Luz Jiménez: Google doodle celebrates 126th birthday of la mujer más pintada de México

Luz Jiménez is on today’s google doodle. She is known as la mujer más pintada de México (the most painted woman of Mexico).


Devdiscourse News Desk | Mexico City | Updated: 28-01-2023 14:47 IST | Created: 28-01-2023 14:47 IST
Luz Jiménez: Google doodle celebrates 126th birthday of la mujer más pintada de México
Image Credit: Google doodles
  • Country:
  • Mexico

Google honors Luz Jiménez with a beautiful doodle on her 126th birthday on January 28, 2023. Luz Jiménez is an indigenous Mexican model and Nahuatl-language storyteller and linguistic informant from Milpa Alta, D.F.

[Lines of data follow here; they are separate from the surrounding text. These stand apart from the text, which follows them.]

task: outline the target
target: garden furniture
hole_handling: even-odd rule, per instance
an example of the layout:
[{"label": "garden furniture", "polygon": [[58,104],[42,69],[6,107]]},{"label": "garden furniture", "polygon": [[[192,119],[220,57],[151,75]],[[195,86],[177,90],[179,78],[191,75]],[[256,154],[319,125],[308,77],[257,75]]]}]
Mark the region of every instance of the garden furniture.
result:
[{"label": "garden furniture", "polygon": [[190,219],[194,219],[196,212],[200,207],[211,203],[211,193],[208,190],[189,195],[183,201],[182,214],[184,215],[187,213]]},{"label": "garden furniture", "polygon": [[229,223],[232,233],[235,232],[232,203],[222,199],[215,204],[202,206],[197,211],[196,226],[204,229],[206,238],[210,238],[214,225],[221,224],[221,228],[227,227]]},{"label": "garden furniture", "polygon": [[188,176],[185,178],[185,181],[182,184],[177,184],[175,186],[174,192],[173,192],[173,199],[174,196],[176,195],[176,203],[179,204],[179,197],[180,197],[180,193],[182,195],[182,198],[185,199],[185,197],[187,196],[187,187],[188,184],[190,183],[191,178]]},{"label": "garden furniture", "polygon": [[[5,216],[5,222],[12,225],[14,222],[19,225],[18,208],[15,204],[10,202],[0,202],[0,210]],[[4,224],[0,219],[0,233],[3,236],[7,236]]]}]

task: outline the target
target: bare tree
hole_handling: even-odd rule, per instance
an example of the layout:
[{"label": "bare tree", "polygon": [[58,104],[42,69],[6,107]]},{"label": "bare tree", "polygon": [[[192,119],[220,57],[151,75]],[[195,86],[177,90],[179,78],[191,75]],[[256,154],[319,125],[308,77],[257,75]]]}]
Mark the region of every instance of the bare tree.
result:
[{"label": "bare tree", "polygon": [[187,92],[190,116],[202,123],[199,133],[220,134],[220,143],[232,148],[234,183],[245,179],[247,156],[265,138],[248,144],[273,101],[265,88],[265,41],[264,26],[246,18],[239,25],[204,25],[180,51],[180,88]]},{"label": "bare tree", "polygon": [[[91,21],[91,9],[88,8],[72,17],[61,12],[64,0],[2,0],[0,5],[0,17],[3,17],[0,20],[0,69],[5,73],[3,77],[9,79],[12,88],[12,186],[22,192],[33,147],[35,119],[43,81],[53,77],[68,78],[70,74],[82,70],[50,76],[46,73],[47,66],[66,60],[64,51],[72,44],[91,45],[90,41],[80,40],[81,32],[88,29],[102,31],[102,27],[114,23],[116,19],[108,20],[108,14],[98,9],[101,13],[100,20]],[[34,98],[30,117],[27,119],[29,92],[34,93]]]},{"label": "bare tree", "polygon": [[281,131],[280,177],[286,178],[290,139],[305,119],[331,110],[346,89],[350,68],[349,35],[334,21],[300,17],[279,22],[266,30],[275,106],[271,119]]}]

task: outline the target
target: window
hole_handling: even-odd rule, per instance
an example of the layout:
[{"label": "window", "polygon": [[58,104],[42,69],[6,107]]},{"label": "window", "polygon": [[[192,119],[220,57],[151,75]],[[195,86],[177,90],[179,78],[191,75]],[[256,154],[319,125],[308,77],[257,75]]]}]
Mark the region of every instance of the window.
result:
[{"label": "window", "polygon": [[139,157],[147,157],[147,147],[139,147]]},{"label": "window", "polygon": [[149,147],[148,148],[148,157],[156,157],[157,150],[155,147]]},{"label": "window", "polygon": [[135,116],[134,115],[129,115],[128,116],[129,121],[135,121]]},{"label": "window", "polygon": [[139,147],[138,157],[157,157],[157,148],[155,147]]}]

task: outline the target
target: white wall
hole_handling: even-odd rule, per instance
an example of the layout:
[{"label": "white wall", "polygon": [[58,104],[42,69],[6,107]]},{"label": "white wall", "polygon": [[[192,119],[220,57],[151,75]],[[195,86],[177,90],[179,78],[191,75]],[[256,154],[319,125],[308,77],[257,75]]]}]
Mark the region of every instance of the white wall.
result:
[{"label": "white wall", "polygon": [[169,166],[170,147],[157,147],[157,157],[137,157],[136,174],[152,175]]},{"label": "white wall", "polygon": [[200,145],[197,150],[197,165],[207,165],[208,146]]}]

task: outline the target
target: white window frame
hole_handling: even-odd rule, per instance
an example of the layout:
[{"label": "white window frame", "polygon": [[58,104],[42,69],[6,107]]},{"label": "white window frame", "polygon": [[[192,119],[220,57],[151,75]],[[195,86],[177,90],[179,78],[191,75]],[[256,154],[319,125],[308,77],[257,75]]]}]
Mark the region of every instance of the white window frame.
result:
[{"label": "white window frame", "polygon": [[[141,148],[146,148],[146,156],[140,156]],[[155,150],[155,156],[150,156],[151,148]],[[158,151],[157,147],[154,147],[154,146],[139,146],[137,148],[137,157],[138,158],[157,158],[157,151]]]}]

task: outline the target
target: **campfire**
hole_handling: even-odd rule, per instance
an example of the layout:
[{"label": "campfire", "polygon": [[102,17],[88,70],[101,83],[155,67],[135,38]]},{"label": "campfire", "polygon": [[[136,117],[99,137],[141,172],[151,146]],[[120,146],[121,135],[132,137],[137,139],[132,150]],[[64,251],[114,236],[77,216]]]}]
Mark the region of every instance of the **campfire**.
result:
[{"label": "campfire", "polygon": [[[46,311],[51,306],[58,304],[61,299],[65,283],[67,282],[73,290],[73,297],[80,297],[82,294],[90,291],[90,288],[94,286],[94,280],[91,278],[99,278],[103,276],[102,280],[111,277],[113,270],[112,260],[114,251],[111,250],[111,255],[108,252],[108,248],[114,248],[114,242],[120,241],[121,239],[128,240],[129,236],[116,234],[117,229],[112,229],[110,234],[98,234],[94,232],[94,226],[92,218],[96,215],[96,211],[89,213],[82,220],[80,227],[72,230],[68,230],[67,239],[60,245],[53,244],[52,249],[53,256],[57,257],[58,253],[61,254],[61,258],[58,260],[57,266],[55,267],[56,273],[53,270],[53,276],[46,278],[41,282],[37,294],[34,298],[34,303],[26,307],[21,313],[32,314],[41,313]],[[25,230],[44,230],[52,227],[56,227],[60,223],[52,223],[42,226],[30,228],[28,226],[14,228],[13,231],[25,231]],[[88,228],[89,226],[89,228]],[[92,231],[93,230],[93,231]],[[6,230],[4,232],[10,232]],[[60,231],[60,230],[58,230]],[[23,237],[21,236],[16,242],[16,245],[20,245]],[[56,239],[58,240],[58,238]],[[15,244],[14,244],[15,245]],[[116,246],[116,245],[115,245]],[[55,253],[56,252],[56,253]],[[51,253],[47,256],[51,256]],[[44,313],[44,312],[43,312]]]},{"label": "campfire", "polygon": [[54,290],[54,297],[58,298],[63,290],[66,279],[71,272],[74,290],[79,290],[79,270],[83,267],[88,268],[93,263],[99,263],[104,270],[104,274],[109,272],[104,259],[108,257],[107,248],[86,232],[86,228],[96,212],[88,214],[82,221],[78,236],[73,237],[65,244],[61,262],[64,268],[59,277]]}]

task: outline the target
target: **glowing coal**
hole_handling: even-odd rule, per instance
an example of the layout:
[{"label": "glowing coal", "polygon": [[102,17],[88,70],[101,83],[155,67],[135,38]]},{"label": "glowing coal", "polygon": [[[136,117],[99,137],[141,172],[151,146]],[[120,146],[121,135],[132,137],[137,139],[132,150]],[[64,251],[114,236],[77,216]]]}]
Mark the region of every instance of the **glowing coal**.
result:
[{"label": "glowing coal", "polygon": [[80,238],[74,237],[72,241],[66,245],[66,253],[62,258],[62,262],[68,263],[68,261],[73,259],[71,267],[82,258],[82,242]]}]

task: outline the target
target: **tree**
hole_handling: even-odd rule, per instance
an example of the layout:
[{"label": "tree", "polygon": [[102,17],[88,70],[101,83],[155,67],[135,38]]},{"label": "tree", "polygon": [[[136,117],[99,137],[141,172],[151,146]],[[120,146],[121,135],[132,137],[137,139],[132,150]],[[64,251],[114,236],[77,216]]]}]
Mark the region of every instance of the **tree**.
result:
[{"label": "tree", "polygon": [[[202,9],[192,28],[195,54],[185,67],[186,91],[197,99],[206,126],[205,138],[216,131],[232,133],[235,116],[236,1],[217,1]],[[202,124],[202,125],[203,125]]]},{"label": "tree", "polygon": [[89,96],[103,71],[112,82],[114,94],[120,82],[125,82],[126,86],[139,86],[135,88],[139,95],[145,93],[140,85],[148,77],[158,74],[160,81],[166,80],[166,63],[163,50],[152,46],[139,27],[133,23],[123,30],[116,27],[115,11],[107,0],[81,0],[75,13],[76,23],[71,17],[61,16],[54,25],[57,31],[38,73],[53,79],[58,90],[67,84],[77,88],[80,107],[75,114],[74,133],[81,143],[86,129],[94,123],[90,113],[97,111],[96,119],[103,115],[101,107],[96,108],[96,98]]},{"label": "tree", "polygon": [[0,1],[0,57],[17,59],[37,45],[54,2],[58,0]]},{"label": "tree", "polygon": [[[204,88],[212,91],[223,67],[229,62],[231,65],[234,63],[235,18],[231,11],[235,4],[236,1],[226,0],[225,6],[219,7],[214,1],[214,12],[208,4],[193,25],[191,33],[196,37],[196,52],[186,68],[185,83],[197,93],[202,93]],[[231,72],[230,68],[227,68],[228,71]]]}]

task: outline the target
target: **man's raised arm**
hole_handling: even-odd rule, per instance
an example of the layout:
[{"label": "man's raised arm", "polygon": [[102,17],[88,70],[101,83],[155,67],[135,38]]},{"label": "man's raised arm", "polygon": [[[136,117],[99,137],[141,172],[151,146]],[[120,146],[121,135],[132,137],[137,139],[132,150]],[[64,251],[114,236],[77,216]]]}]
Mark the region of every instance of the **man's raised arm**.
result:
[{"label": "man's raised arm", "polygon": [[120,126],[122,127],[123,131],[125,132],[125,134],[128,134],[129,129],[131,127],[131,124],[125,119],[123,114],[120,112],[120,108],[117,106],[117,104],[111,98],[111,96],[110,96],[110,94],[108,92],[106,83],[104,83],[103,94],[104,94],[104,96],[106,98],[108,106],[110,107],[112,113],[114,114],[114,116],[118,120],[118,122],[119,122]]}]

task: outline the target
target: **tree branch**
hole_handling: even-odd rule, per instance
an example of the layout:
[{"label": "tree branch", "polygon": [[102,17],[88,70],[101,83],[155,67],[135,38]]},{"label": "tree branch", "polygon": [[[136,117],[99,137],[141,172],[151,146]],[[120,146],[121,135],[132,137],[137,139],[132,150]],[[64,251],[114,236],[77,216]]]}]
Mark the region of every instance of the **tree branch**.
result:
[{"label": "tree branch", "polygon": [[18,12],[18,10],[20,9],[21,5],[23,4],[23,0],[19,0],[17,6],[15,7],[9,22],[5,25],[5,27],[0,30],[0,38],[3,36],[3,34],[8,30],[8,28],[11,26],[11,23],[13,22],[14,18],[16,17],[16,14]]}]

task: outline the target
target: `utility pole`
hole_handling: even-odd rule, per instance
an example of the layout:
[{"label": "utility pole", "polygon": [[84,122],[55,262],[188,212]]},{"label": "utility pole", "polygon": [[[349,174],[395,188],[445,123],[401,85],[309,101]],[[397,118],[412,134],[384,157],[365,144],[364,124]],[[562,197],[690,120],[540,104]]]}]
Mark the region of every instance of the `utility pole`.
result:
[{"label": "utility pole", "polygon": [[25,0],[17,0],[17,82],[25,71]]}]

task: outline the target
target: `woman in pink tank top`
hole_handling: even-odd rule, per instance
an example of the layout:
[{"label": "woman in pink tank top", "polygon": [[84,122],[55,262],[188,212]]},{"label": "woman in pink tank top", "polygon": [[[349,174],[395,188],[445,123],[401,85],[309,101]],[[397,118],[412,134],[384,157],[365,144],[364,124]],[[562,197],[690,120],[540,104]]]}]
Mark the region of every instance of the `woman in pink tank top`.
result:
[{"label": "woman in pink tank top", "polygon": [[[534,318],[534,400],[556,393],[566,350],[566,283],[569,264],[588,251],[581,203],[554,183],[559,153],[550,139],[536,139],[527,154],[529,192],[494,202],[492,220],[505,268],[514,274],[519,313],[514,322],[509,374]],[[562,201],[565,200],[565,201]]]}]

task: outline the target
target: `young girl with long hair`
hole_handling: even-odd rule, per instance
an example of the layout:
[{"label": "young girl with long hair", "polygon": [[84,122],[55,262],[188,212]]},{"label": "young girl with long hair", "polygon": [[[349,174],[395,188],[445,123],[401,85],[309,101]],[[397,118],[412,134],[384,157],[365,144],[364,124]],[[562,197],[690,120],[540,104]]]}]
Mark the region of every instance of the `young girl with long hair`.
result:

Luz Jiménez is depicted in countless works by Mexican artists of the early 20th century. On this day in 1897, Luz was born to a Nahua family in Milpa Alta as Julia Jiménez González. As a young woman, she witnessed the Mexican Revolution and was present when Emiliano Zapata and his revolutionary army entered Milpa Alta in 1911. Her eyewitness account is one of the only testimonies of Emiliano Zapata speaking Nahuatl. In 1916 most of her male relatives were killed in a massacre by the Carrancistas.

Luz Jiménez began to get involved in the art scene in Mexico City as a model for photographers, painters, art students, and sculptors. Her image began to appear in murals and monuments across the city, but despite this visibility, Luz remained relatively unknown and lived in poverty.

In the 1930s Luz Jiménez served as a linguistic informant to linguists working to document the Nahuatl language. Among others, she worked with Benjamin Lee Whorf who credits her in his description of Milpa Alta Nahuatl. Luz left behind numerous writings including a children's book and firsthand documentation of the Mexican Revolution, but only two texts were officially signed by her, both in the Nahuatl newspaper Mexihkatl Itonalama.

In 1942 Luz Jiménez started work as a model at the Escuela Nacional de Pintura, Escultura y Grabado "La Esmeralda" (National School of Painting, Sculpture and Printmaking) in Frida Kahlo's classes.

In her old age, Luz Jiménez told her life story to anthropologist Fernando Horcasitas who published it with the title "Life and Death in Milpa Alta".